The information processing system according to at least one embodiment described above includes: a storage unit that stores installation information of the user system implemented by a virtual machine, backup data of the data of the user system, and a high-speed file representing a part of the data of the user system. Cache data; a virtual machine construction unit uses the installation information to build the virtual machine; a restoration unit uses the backup data to restore the data of the user system; a cache control unit copies part of the data of the user system as the cache data, When the above-mentioned user system fails, by restoring part of the data of the above-mentioned user system from the above-mentioned cache data, the above-mentioned user system is partially restored; During the period until the data of the restored user system is cached and the user system is completely restored, access to the data of the user system whose integrity cannot be guaranteed is made to wait.

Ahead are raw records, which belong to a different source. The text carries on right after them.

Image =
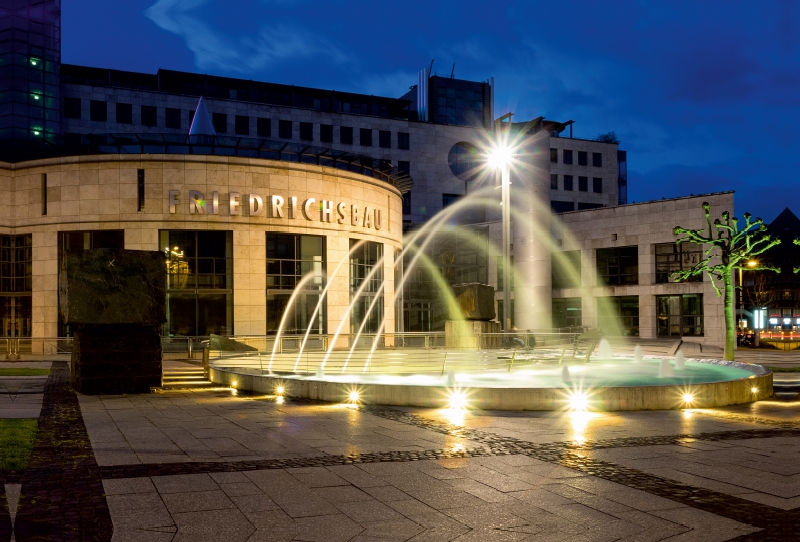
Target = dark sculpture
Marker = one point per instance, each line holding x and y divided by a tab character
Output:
115	300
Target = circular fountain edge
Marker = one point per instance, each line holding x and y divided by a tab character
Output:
661	397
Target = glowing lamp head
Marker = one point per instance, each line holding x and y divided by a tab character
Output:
457	400
499	156
578	401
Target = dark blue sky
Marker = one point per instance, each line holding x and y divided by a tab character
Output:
704	94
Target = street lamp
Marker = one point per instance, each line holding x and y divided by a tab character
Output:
500	157
751	264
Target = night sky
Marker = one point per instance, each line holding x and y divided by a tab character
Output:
703	94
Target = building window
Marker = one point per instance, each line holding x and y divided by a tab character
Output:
326	133
566	269
449	199
407	203
618	315
241	124
149	115
385	139
72	108
306	131
124	113
16	285
263	127
220	122
365	137
172	118
140	190
290	259
366	269
500	267
680	315
199	282
44	194
567	312
673	257
345	135
618	266
562	206
98	110
403	141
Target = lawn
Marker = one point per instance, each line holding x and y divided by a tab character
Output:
17	436
23	371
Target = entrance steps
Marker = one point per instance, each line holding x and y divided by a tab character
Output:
182	375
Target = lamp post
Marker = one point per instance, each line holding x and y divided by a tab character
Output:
751	264
500	158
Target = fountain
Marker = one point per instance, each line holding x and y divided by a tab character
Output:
382	368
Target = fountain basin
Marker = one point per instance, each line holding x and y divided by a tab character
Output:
710	383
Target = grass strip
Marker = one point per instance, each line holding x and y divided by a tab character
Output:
17	436
23	371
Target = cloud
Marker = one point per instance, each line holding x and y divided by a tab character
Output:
214	49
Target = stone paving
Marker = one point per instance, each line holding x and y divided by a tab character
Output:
215	465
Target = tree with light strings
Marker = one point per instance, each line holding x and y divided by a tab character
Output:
729	248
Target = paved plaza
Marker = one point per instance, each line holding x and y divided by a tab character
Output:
216	464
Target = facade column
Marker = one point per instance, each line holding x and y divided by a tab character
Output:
44	298
389	311
647	301
338	298
249	282
530	234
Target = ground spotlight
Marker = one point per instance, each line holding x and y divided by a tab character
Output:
578	400
457	400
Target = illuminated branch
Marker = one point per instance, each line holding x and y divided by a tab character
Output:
731	248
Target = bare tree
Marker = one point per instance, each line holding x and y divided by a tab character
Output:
730	248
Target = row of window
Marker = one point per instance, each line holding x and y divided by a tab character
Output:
583	157
583	183
98	111
619	266
676	315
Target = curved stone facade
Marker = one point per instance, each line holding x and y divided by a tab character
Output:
193	192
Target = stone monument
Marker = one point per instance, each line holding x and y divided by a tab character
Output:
477	330
115	300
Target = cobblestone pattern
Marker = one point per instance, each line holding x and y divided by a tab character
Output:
62	493
776	524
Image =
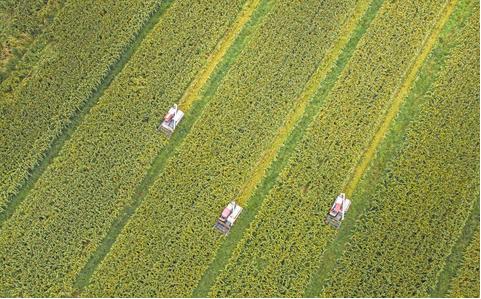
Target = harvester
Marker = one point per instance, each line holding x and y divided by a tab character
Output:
228	217
338	210
171	120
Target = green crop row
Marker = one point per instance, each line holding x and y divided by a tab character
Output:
283	247
22	22
55	230
419	206
169	242
466	282
85	40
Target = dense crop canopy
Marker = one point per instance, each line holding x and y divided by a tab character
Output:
289	227
80	52
420	204
71	208
169	242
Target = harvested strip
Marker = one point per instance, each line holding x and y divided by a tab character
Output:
55	230
400	96
215	160
413	212
69	71
285	151
289	227
192	93
293	118
390	144
158	164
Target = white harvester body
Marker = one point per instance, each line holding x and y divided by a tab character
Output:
227	218
171	120
338	210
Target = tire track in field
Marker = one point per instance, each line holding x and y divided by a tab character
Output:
334	250
274	159
402	93
193	91
76	120
196	97
309	91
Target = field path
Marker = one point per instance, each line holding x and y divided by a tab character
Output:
275	158
69	130
196	97
335	248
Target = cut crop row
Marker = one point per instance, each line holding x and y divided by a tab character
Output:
45	244
85	40
283	247
169	243
419	206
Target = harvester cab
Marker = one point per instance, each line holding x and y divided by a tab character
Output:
228	217
171	120
338	210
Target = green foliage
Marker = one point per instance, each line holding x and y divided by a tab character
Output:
63	219
21	22
70	68
168	244
419	206
284	244
466	282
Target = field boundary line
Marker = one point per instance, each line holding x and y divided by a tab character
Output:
198	98
307	93
193	91
76	119
275	158
401	94
335	249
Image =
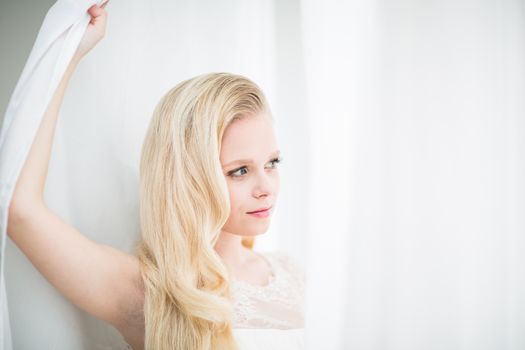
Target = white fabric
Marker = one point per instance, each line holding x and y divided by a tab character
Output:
93	171
416	233
278	304
57	40
274	339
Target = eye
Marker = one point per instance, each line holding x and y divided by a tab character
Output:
233	172
239	172
276	161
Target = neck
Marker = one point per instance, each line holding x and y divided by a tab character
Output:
230	249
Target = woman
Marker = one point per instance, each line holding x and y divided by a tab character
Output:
208	185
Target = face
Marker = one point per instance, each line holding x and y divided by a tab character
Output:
249	158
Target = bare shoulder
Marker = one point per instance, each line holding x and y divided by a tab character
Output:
130	288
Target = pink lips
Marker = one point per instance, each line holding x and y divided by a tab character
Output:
261	213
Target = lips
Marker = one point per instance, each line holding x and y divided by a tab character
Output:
259	210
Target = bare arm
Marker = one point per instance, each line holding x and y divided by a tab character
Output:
99	279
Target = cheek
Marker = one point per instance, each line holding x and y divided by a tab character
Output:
237	194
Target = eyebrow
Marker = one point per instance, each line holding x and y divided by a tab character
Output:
249	161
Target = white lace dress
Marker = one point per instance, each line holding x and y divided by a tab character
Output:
271	316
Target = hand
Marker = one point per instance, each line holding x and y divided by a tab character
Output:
95	30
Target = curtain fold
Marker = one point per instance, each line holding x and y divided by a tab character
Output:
92	180
55	44
416	226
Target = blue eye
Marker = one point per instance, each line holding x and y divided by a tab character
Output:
233	173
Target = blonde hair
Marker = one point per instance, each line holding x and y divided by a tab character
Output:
184	203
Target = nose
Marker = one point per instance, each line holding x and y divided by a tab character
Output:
264	185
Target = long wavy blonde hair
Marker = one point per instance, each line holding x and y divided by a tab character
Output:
184	203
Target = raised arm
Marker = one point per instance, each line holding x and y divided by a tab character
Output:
99	279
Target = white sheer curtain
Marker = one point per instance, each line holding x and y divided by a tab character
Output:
416	226
150	46
401	125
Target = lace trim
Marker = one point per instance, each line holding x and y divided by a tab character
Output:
285	290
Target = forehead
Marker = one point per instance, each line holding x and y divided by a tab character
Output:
251	137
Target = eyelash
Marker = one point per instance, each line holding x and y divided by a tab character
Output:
275	161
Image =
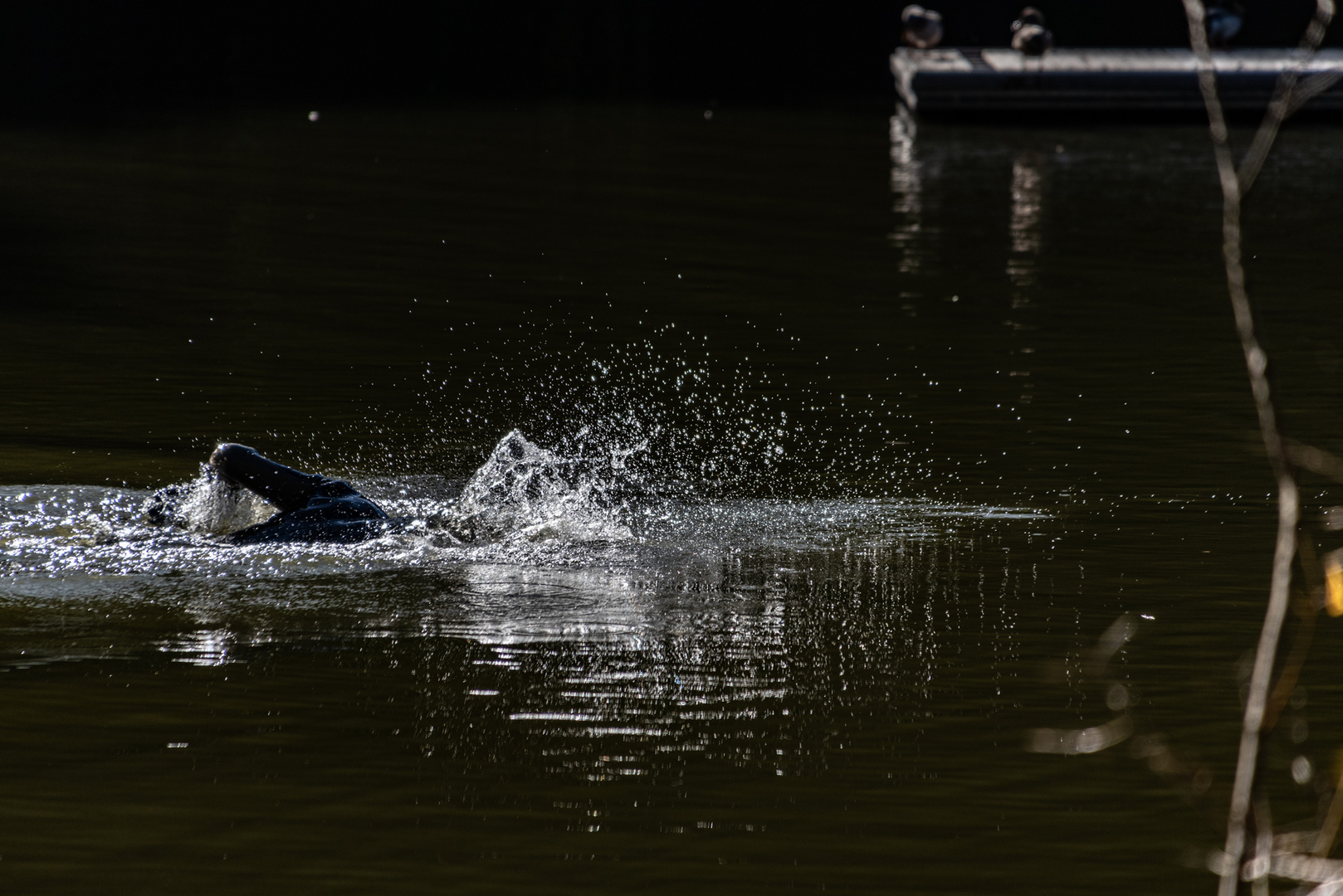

Therefore, it is possible to shorten the time during which the information processing system cannot be used when a failure occurs.

Although some embodiments of the present invention have been described, these embodiments are suggested as examples and are not intended to limit the scope of the invention. These new embodiments can be implemented in other various forms, and various omissions, substitutions, and changes can be made without departing from the gist of the invention. These embodiments and modifications thereof are included in the scope and spirit of the invention, and are included in the invention described in the claims and its equivalent range.

Label description

Claims (7)

1. An information processing system, comprising: a storage unit storing installation information of the user system realized by the virtual machine, backup data of the data of the user system, and cache data representing a part of the data of the user system; The virtual machine construction department uses the above installation information to construct the above virtual machine; The restoration part restores the data of the above-mentioned user system by using the above-mentioned backup data; The cache control unit copies part of the data of the user system as the cache data, and when the user system fails, restores the part of the data of the user system from the cache data to partially recover the user system; as well as The access waiting unit, after the partial recovery, until the data of the user system that has not been restored using the cache data is restored by using the backup data, and the user system is completely restored, the user system whose integrity cannot be guaranteed data access waits. 2. The information processing system according to claim 1, Part of the data of the user system is data accessed from the user system. 3. The information processing system according to claim 2, The cache control unit copies data accessed from the user system as the cache data after acquiring the backup data. 4. The information processing system as claimed in claim 2, When the backup data is stored in the storage unit, the cache control unit deletes the cache data. 5. The information processing system as claimed in claim 3, When the backup data is stored in the storage unit, the cache control unit deletes the cache data. 6. The information processing system according to claim 1, Part of the data of the above-mentioned user system is predetermined data. 7. The information processing system according to any one of claims 1 to 6, When the access waiting unit waits for access to the data of the user system, it calculates the time required for the complete restoration based on the data volume of the restored data of the user system, and when the time exceeds a predetermined threshold , returns an error without making the access to the data of the above user system wait.